Photographie Frederic Gaillard DR
publié le 9 avril 2018 à 19h49
(mis à jour le 19 avril 2018 à 9h36)

Mais qu’est-ce que le barebacking ?

Le barebacking est un terme anglais qui vient de l'équitation et signifie littéralement «monter à cru» et désigne les rapports sexuels sans protection. Dans mon roman Sérial Fucker. Journal d'un barebacker (Éd Blanche), je racontais les aventures de BerlinTintin dans le monde gay des années 1990-2000 à Paris et en Europe, où déjà la non-utilisation de préservatif était la règle.

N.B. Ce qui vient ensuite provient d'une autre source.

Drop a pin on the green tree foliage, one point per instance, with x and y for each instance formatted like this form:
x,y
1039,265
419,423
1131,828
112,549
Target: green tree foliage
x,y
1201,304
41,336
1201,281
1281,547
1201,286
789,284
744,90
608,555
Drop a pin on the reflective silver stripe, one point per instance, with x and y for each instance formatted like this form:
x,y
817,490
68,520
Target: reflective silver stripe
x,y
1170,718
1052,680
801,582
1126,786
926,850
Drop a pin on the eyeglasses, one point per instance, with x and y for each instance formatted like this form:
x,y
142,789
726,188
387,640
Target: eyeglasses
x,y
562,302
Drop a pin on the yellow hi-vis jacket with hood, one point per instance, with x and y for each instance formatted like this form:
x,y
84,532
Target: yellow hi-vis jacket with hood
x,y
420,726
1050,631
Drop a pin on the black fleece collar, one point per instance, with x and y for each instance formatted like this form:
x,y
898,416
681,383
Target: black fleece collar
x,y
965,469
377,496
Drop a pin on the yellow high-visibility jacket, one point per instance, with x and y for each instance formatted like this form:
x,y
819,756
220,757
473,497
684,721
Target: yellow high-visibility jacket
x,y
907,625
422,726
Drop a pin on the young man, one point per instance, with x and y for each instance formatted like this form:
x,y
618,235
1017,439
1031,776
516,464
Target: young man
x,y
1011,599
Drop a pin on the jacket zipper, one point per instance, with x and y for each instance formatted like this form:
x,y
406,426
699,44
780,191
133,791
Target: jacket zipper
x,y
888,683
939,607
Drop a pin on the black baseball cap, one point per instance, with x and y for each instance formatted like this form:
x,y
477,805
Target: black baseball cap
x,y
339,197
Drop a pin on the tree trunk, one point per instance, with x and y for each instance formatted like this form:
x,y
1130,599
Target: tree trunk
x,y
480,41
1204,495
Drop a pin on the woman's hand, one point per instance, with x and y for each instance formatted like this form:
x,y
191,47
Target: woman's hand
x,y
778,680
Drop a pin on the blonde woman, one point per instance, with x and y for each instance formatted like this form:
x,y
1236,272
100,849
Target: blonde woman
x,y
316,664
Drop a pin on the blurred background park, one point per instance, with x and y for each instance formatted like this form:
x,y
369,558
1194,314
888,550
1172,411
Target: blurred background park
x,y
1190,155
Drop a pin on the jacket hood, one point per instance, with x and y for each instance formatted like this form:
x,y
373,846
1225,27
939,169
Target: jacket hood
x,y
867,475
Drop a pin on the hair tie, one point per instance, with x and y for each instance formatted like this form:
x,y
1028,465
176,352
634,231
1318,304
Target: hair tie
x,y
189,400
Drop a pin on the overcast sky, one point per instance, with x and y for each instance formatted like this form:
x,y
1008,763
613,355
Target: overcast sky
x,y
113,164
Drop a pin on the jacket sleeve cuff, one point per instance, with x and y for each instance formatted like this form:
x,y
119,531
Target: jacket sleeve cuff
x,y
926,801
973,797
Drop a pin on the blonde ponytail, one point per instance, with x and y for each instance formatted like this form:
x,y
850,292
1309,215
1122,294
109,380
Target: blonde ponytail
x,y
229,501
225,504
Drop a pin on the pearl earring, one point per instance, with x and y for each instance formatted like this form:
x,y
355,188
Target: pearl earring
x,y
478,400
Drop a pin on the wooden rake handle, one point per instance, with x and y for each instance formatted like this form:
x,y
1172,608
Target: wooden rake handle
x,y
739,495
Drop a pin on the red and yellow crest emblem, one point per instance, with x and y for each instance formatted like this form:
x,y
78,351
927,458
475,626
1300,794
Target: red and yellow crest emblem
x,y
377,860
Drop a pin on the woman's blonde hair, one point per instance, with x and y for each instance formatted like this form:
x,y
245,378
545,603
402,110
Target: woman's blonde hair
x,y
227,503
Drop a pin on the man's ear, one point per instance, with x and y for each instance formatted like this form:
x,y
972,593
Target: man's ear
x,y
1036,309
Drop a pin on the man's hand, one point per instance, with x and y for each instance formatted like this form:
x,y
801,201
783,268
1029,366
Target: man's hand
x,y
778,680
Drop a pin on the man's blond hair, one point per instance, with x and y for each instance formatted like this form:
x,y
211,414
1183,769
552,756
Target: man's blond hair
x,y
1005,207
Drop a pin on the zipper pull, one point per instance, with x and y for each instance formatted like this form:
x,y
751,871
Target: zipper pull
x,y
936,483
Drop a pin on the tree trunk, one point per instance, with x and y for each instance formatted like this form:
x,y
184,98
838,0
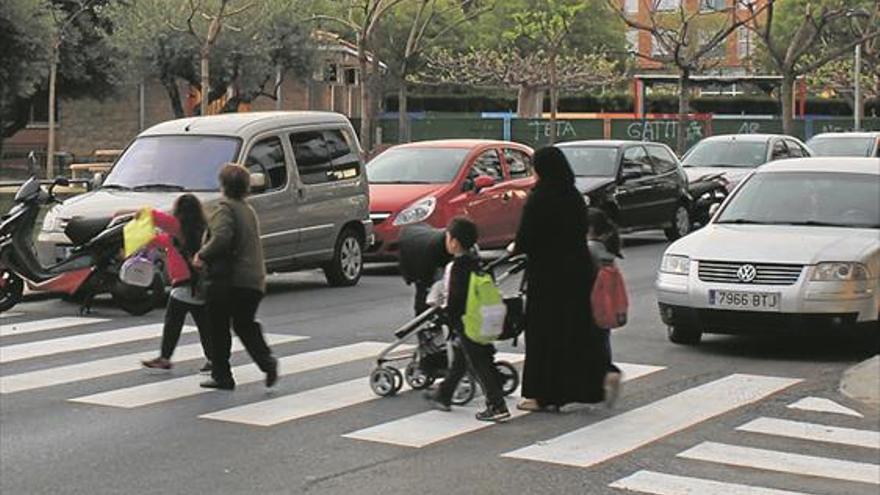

Dès la sortie du livre, je fus accusé d'être un «contaminateur», un «assassin», un «individu dépourvu de morale» et qui «s'amusait à filer le virus à d'ingénues proies sexuelles». Deux passages dans l'émission de Thierry Ardisson, Tout le monde en parle, contribuèrent à diffuser largement cette image de moi.

Résultat, j’ai perdu beaucoup d’amis et souffert d’une haine infinie de la part de gens connus ou inconnus. J’ai perdu tous mes jobs de journaliste. Je me faisais insulter dans le Marais, j’ai été agressé physiquement lors d’une manif gay. C’était rock’n’roll, très rock’n’roll. Je me suis laissé emporter par ce courant, j’étais jeune, rebelle et, naïvement, presque amusé par ce scandale qui me submergeait. Je ne me suis jamais vraiment défendu et j’ai subi en silence pendant des années ces attaques qui m’ont dépeint comme étant un personnage noir et perverti.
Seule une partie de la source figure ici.